Effective in 60–70% of men with ED. Don't work if there's no libido or if vascular damage is severe. Critical caveat: these drugs interact dangerously with nitrates (heart medications). Always tell your urologist and cardiologist what you're taking.
Step 3: Vacuum erection devices
A plastic tube with a pump that draws blood into the penis, followed by a constriction ring to maintain the erection. Cheap, non-invasive, effective for the right patient. Mechanical rather than medical, so it works even when pills don't.
Step 4: Penile injections (intracavernosal injection therapy)
Self-administered injection of alprostadil or a combination medication directly into the side of the penis. Works within 5–15 minutes. Effective in 80–90% of men. Sounds worse than it is — most men find it very tolerable after the first few tries. This is the most effective non-surgical option.
Step 5: Urethral suppositories (MUSE)
A small pellet of alprostadil inserted into the urethra. Less effective than injections but avoids needles.
Step 6: Penile implants (prostheses)
For men who fail or can't tolerate the other options, a penile implant is a permanent, highly satisfying solution. Most common type is the three-piece inflatable prosthesis: a pump in the scrotum activates when you want an erection. Satisfaction rates exceed 90%. This is a surgery, typically outpatient.
Common questions
Do supplements work?
The evidence for most over-the-counter supplements is weak to nonexistent. Some (like yohimbe) have modest effects but also side effects. Others are adulterated with actual PDE5 inhibitors without disclosure — which is dangerous if you're on nitrates. Stick with evidence-based treatments.
What about testosterone?
Low testosterone can contribute to ED, but ED is almost never purely a testosterone problem. Testosterone replacement primarily restores libido; it usually doesn't fix the erection itself unless testosterone is very low.

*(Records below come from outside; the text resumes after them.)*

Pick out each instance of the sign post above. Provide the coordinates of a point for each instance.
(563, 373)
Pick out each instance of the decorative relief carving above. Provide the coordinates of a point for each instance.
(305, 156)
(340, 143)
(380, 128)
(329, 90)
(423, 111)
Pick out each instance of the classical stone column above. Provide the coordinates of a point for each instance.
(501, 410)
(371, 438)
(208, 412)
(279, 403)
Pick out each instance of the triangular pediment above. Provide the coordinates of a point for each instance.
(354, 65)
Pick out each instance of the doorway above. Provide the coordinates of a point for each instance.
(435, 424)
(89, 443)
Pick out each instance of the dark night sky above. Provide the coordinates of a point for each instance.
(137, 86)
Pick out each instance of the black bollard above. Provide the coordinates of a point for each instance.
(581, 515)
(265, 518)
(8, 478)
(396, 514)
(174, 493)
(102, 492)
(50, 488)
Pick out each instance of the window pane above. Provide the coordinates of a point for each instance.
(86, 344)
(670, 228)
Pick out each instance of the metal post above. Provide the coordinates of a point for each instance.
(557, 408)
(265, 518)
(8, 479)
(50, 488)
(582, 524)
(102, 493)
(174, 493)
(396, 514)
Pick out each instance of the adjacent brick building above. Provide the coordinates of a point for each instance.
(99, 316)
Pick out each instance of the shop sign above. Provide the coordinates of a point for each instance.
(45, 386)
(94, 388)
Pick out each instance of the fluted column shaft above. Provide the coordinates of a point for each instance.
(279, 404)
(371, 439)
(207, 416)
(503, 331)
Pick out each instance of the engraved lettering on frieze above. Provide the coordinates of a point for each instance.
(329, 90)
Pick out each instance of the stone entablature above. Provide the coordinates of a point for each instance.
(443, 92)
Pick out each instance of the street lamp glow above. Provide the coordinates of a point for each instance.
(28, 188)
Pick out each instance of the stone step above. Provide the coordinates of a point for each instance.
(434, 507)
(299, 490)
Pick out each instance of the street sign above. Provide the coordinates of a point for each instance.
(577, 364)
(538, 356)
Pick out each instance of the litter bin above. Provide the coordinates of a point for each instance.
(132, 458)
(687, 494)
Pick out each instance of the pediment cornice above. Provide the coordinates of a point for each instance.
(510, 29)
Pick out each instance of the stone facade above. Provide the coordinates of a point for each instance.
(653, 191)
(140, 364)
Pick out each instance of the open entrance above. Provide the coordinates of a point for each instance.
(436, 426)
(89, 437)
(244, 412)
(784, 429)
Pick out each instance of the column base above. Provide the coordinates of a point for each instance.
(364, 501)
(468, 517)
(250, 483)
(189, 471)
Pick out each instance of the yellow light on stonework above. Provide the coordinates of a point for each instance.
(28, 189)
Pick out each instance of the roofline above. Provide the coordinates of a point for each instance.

Will this ever get better on its own?
Psychogenic ED can resolve with time and addressing the underlying stressor. Physical-cause ED rarely reverses without intervention — but it's highly treatable at every stage.
When to call
Call for ongoing ED that's affecting your life or relationships. Call urgently for sudden loss of erection during activity with pain (could be Peyronie's related), a prolonged erection over 4 hours (priapism, which is an emergency), or chest pain or cardiovascular symptoms.